症状かゆみをともなう湿疹を生じます。年齢によって湿疹が生じる場所が変わる傾向があります。乳児は顔を中心に湿疹ができますが、手足や体に拡大して、幼児期・学童期には皮膚の乾燥、肘や膝など関節の内側に症状が現れやすくなります。
顔に湿疹があると白内障や網膜剥離といった眼の合併症を起こす危険性がありますし、かゆみでよく眠れないと成長に影響することもあります。お子様本人もつらく、お子様がかゆがっている様子を目にしたり、掻きむしることを制止するのはご家族にとっても大きな心労や負担になります。適切な治療を早期に受けて、悪化させないことが重要です。また、重くなってしまった場合も医師を含めスタッフ全員でお支えしますので、しっかり治療をしていきましょう。

治療

保湿・清潔・日焼け防止といったスキンケア、薬物療法、環境や食生活を含む改善など悪化要因への対策という3つが基本です。最近になって、皮膚バリア機能が低下している皮膚から食物が入り込むことで食物アレルギーを発症することもわかってきています。食物アレルギーの発症を抑えるためにも、アトピー性皮膚炎の治療はとても重要です。

悪化要因への対策

悪化要因への対策黄色ブドウ球菌、ダニ、カビ、汗、ペットの毛や唾液は代表的な悪化要因です。
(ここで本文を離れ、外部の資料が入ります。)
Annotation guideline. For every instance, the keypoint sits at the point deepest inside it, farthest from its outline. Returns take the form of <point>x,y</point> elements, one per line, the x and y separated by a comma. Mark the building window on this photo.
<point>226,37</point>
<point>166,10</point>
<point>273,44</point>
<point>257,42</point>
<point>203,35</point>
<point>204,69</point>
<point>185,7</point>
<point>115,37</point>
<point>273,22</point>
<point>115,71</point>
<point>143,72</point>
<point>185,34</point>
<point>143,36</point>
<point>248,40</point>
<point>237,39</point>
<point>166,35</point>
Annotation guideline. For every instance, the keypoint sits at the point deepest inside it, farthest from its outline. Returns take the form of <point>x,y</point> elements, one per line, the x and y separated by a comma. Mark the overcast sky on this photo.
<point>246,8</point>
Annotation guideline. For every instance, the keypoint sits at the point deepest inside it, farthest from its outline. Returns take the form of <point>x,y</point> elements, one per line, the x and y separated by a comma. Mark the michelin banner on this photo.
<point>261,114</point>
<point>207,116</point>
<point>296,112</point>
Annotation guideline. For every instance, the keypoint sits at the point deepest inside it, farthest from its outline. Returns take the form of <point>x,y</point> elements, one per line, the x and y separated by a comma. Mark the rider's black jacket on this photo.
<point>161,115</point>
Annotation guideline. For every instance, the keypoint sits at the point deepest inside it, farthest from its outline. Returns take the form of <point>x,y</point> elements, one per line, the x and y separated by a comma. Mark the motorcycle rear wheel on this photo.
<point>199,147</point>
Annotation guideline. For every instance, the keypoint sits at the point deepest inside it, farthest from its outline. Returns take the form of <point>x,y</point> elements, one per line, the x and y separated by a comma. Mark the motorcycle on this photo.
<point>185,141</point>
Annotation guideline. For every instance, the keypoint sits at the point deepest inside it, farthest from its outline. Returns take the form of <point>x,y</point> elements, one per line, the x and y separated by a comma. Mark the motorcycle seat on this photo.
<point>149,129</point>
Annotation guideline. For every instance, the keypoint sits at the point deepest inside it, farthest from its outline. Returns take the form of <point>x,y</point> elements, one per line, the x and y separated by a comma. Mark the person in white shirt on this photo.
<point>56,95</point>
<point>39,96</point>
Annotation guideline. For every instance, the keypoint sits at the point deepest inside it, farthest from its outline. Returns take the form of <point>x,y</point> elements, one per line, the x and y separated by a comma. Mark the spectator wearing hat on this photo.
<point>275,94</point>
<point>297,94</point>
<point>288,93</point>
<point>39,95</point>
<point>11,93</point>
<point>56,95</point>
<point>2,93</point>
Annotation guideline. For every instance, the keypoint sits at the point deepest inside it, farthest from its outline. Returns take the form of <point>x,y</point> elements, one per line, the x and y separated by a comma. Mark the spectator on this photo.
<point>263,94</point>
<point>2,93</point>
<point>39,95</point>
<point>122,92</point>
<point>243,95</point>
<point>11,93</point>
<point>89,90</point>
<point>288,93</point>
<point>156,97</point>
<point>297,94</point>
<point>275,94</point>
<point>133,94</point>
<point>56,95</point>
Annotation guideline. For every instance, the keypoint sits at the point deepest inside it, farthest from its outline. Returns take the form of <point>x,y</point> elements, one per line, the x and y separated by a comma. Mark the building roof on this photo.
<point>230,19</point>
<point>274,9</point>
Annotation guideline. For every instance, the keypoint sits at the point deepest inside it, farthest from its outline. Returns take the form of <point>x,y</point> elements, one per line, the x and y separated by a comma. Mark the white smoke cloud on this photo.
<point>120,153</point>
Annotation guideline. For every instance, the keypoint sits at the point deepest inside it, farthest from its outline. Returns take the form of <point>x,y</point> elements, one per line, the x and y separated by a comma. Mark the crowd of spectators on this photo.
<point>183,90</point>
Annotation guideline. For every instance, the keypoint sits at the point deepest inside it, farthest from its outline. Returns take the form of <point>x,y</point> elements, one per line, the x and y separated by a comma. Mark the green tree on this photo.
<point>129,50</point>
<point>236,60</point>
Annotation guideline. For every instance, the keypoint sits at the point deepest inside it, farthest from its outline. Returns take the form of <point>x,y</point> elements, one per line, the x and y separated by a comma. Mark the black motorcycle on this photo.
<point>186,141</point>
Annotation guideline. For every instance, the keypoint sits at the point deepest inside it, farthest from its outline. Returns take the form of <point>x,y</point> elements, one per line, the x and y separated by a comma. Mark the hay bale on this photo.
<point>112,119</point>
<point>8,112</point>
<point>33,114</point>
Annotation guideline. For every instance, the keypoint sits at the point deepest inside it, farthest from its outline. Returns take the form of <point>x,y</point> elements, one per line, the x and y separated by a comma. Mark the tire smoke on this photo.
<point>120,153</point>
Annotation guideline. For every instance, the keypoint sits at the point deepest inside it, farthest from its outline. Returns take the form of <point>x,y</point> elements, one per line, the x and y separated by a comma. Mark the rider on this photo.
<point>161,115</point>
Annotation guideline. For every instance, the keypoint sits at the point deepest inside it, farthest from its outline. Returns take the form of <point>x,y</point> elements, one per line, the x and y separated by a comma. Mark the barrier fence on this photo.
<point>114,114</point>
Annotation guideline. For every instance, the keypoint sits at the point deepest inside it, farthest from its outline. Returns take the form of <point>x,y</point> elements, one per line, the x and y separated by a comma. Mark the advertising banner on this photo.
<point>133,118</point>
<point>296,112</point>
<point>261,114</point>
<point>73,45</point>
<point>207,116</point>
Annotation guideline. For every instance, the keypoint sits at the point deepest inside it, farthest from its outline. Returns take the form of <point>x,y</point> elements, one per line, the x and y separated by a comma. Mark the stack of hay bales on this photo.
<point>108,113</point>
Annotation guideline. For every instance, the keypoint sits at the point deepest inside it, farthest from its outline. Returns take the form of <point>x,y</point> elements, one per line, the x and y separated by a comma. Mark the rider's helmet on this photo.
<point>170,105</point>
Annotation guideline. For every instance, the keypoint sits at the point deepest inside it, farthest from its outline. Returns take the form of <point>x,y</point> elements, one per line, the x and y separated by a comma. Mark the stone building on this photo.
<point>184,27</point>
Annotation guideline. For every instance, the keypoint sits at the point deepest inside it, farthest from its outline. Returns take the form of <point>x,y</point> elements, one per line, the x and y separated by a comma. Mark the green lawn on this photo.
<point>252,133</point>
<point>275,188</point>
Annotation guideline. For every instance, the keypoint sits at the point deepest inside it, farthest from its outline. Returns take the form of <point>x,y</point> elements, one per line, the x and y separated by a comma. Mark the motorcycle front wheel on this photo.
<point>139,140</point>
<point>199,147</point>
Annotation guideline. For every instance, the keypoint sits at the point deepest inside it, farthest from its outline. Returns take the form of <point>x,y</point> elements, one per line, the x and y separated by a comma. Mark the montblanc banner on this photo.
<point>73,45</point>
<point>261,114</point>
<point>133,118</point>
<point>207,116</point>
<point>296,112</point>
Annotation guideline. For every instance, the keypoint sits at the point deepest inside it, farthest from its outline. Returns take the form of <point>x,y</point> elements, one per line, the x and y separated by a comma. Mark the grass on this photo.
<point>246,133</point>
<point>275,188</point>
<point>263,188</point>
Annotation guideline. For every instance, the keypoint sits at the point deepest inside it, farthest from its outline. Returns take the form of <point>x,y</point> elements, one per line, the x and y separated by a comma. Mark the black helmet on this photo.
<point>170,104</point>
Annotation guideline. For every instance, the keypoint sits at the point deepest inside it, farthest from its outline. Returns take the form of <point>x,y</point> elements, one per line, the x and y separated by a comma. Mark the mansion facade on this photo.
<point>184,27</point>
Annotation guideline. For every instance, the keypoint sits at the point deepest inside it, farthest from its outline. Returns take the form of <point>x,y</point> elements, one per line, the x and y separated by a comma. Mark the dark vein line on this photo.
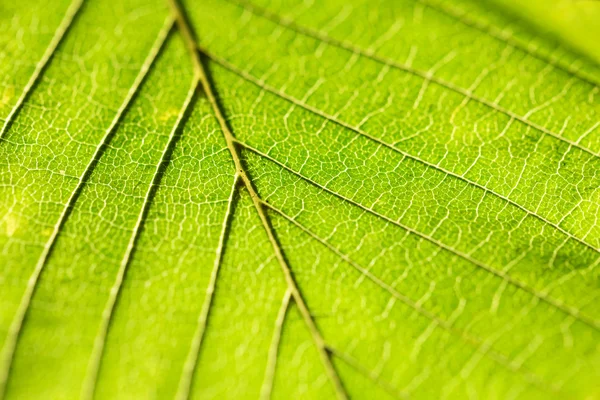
<point>187,375</point>
<point>267,386</point>
<point>355,365</point>
<point>91,378</point>
<point>473,341</point>
<point>507,38</point>
<point>574,312</point>
<point>59,35</point>
<point>427,76</point>
<point>261,84</point>
<point>229,138</point>
<point>17,322</point>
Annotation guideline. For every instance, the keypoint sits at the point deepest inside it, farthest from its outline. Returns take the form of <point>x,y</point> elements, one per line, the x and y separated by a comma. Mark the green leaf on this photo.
<point>298,199</point>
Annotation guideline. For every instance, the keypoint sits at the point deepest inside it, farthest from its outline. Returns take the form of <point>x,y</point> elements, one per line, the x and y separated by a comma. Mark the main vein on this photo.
<point>229,138</point>
<point>473,341</point>
<point>17,322</point>
<point>107,314</point>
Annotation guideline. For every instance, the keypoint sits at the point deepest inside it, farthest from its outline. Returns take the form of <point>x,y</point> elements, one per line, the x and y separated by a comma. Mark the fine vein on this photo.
<point>261,84</point>
<point>427,76</point>
<point>17,322</point>
<point>185,382</point>
<point>100,340</point>
<point>574,312</point>
<point>267,386</point>
<point>474,341</point>
<point>229,138</point>
<point>60,33</point>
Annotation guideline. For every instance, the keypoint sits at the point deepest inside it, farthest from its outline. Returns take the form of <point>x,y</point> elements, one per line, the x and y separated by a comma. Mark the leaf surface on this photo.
<point>285,199</point>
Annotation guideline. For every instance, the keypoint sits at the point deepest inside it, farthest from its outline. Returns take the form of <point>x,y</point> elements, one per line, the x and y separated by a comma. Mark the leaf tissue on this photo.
<point>299,199</point>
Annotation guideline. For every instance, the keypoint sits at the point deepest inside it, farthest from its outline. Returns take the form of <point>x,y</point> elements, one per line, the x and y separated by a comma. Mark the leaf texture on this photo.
<point>287,199</point>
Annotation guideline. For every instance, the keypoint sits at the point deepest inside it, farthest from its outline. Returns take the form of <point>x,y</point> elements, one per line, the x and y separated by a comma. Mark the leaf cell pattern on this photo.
<point>296,199</point>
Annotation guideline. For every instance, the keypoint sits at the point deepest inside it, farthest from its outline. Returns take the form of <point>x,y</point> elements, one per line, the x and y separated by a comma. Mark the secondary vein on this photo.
<point>59,35</point>
<point>229,138</point>
<point>107,314</point>
<point>17,322</point>
<point>473,341</point>
<point>427,76</point>
<point>185,382</point>
<point>267,386</point>
<point>261,84</point>
<point>541,296</point>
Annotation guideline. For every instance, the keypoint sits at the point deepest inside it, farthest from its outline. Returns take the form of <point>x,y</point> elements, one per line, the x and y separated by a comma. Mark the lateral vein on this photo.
<point>267,386</point>
<point>261,84</point>
<point>59,35</point>
<point>91,378</point>
<point>427,76</point>
<point>229,138</point>
<point>574,312</point>
<point>474,341</point>
<point>185,382</point>
<point>17,322</point>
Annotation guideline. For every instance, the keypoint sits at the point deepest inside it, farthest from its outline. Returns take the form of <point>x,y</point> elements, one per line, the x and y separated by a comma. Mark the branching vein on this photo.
<point>229,138</point>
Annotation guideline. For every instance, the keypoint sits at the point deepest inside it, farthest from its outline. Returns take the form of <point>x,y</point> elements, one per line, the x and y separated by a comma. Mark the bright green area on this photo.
<point>429,172</point>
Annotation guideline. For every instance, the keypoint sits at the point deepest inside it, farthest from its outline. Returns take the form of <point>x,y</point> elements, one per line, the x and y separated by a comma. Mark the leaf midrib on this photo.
<point>424,75</point>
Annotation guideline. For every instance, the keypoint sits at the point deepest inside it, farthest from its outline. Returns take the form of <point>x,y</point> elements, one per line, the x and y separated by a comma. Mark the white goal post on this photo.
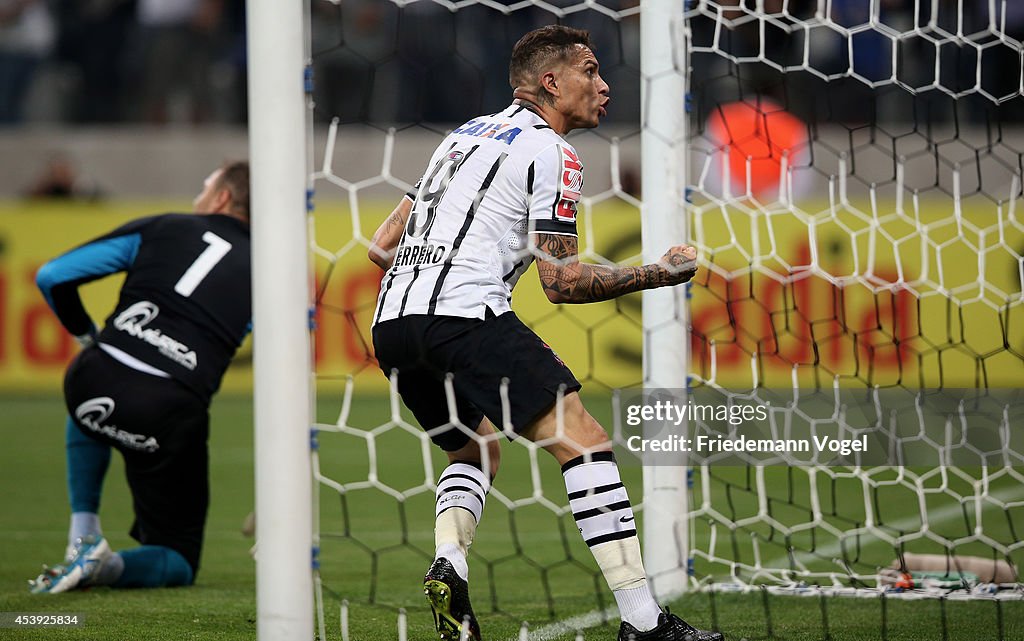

血液検査や特異的IgE抗体検査により、アトピー性皮膚炎の状態や悪化要因について調べることができます。汗や紫外線対策、室内のこまめな清掃、刺激の少ない衣類、室内にできるだけ布製品を置かないようにするなど、悪化要因への対策を行います。ストレスも悪化要因になりますので、あまり神経質にならず穏やかに接するよう心がけましょう。

薬物療法

保湿剤だけで改善できることもあります。ある程度悪化している場合には、状態に合わせたステロイド軟膏塗布と保湿剤を使った治療を行います。2歳以上の場合は、免疫抑制剤が配合されたタクロリムス軟膏(プロトピック)の使用が可能です。ただしどちらの軟膏も正しい使い方をしないと十分な効果を得られません。正しい量や塗り方で軟膏の塗布ができるよう、当院では丁寧でわかりやすい指導を行っています。
上記の治療を正しく行うことで症状のコントロールが可能になり、湿疹のない肌に回復可能です。ただし表面上の症状が緩和しても、皮膚深部に炎症が残っている間は治療を継続する必要があります。医師の指導のもとで徐々に薬剤を減らすことで良好な皮膚状態を長く保てますし、これは再発を避けるためにも重要です。なお、深部の炎症が緩和しても保湿をしっかり行ってバリア機能を保つ必要があります。

ステロイドについて

ステロイドは怖いというイメージを持っている方がいます。ステロイドの内服薬と注射は確かに注意が必要な薬剤ですが、軟膏は比較的副作用の心配が少ない薬剤です。長期間使用で皮膚が薄くなる・ニキビができるといった局所的な副作用を生じる可能性がありますが、患者様の状態に合わせて塗布する日・塗布しない日を決める間欠投与を行うことでそうしたリスクを減らしています。状態を改善させるためには、量や塗る頻度などを状態に合わせてきめ細かく調整する必要があるため、定期的な受診も不可欠です。当院では安全性を最大限確保した上で状態を改善できる治療を心がけています。リスクや必要性についてもしっかりご説明していますので、気になることがありましたら何でも遠慮なくご質問ください。